Existem, assim, atualmente e em conclusão, duas Decisões Arbitrais que coincidem no entendimento relativo à adoção do conceito amplo de reabilitação urbana em sede da aplicação da taxa reduzida de IVA.
Não obstante, consideramos que subsiste ainda uma aparente contradição nas Decisões Arbitrais, relativamente à necessidade de aprovação de ORU, para efeitos da aplicação da taxa reduzida de IVA às empreitadas de reabilitação urbana, implicando alguma incerteza, indesejável, junto dos contribuintes e da própria Administração tributária.

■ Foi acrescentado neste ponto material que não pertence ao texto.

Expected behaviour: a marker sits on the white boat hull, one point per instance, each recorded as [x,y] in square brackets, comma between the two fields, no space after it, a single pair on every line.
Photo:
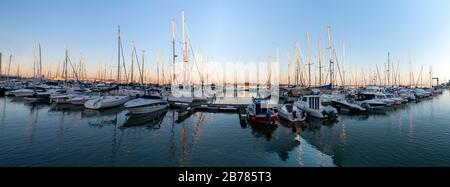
[106,102]
[146,109]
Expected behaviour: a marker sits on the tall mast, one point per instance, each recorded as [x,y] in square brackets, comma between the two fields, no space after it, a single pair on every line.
[389,74]
[297,67]
[142,72]
[9,65]
[173,50]
[157,70]
[289,68]
[65,66]
[342,64]
[132,63]
[309,59]
[34,61]
[331,55]
[40,62]
[185,49]
[320,62]
[431,78]
[118,55]
[410,74]
[0,66]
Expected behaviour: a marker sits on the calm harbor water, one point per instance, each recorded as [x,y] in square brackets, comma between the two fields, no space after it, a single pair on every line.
[417,134]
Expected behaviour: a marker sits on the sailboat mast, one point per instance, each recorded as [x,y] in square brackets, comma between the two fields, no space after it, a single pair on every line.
[142,72]
[309,59]
[65,66]
[118,55]
[320,62]
[331,54]
[0,66]
[289,67]
[132,63]
[296,64]
[388,72]
[342,65]
[173,50]
[40,62]
[185,50]
[9,65]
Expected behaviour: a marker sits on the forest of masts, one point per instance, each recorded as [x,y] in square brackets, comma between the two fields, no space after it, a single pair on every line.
[300,71]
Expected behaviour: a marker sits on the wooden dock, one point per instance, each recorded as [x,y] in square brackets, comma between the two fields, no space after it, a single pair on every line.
[239,109]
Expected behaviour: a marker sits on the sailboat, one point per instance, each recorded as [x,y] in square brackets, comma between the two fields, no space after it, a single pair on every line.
[109,101]
[313,106]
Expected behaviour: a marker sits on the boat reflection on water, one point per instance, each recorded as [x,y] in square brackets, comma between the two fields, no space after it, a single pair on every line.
[153,120]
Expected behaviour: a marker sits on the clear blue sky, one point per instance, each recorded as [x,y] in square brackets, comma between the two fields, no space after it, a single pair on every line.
[230,30]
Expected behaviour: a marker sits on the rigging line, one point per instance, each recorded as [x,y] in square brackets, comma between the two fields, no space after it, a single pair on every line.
[137,62]
[73,68]
[339,69]
[123,62]
[193,54]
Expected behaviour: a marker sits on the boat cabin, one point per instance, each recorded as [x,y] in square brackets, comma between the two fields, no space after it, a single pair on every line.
[312,101]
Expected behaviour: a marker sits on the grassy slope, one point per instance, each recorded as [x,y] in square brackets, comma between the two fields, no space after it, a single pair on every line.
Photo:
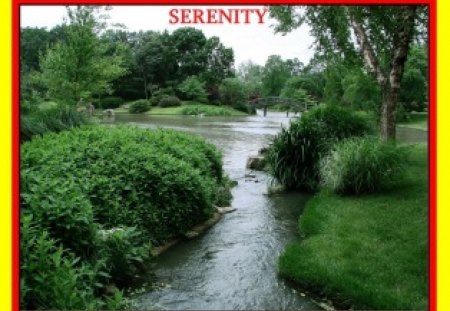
[417,120]
[367,251]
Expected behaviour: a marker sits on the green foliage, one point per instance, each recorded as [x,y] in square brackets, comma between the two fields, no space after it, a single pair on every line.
[79,66]
[161,182]
[93,198]
[139,106]
[363,165]
[111,102]
[169,101]
[295,153]
[50,277]
[275,74]
[194,110]
[193,89]
[366,252]
[124,252]
[233,92]
[160,94]
[54,119]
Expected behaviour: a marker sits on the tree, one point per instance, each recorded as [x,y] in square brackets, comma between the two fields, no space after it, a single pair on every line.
[155,60]
[193,89]
[218,67]
[233,93]
[275,74]
[383,35]
[78,66]
[251,74]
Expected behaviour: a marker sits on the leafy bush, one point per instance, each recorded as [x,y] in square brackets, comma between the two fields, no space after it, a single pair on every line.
[111,102]
[193,89]
[169,101]
[159,94]
[161,182]
[295,153]
[139,106]
[93,198]
[54,119]
[51,278]
[362,165]
[124,252]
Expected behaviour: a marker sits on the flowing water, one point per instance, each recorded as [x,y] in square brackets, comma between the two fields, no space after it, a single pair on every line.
[234,264]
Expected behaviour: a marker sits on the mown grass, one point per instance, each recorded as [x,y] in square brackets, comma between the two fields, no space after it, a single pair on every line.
[366,251]
[416,120]
[191,108]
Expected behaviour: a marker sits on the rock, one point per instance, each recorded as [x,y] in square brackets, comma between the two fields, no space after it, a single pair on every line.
[256,162]
[226,210]
[191,234]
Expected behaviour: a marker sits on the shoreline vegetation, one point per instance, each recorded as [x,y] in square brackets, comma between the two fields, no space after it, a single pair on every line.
[190,108]
[368,251]
[95,202]
[363,236]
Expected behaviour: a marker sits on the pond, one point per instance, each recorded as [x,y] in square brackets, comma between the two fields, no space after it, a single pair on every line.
[234,264]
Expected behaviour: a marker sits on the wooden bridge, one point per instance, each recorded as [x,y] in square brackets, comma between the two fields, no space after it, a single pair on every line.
[264,102]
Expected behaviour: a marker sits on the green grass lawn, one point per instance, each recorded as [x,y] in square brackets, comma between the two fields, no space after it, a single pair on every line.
[368,251]
[206,110]
[417,120]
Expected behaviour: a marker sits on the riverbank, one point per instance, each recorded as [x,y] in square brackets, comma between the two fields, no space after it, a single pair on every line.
[191,108]
[368,251]
[417,120]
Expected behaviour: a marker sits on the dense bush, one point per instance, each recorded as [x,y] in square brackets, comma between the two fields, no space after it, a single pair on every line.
[54,119]
[124,253]
[295,153]
[169,101]
[362,165]
[139,106]
[193,89]
[97,197]
[111,102]
[53,278]
[132,177]
[159,94]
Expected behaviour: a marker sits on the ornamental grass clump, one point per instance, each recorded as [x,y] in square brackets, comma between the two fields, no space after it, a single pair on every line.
[295,153]
[362,165]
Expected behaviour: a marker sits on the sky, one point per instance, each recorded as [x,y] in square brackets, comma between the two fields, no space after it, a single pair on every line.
[253,42]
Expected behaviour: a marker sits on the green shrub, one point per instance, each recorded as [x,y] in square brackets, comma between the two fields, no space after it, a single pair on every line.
[134,177]
[159,94]
[124,251]
[59,206]
[54,119]
[169,101]
[295,153]
[139,106]
[51,278]
[193,89]
[111,102]
[138,186]
[362,165]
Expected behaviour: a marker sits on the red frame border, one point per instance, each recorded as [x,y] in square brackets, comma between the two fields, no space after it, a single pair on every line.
[432,121]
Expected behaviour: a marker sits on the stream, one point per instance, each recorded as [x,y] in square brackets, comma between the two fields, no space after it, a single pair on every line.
[234,264]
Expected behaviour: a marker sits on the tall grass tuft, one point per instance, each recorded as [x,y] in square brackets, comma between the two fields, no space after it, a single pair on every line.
[362,165]
[295,153]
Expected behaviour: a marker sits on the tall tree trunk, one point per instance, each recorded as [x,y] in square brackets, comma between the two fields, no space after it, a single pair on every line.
[387,129]
[390,81]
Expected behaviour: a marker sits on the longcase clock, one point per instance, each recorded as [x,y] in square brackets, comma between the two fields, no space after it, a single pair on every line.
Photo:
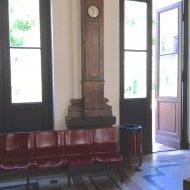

Assim sendo, e muito embora entendamos que o conceito de ORU não foi o considerado pelo legislador na verba 2.23 da Lista I anexa ao Código do IVA, para efeitos de determinação da taxa reduzida de IVA, essa dúvida deveria ser esclarecida, em definitivo, pelo próprio legislador, porventura com efeitos interpretativos (e, assim, retroativos).
A este respeito, o legislador propõe, no âmbito da Proposta de Lei PL 64/XXIII/2023, de 03 de março de 2023, a revogação da atual verba 2.23 da Lista I anexa ao Código do IVA e, bem assim, a consagração de uma nova verba com referência a “empreitadas de reabilitação de edifícios”, ao invés de “empreitadas de reabilitação urbana”.
Entendemos, por isso, que esta poderá ser uma alteração relevante no que respeita ao tema da reabilitação urbana, cumprindo acompanhar os seus ulteriores desenvolvimentos.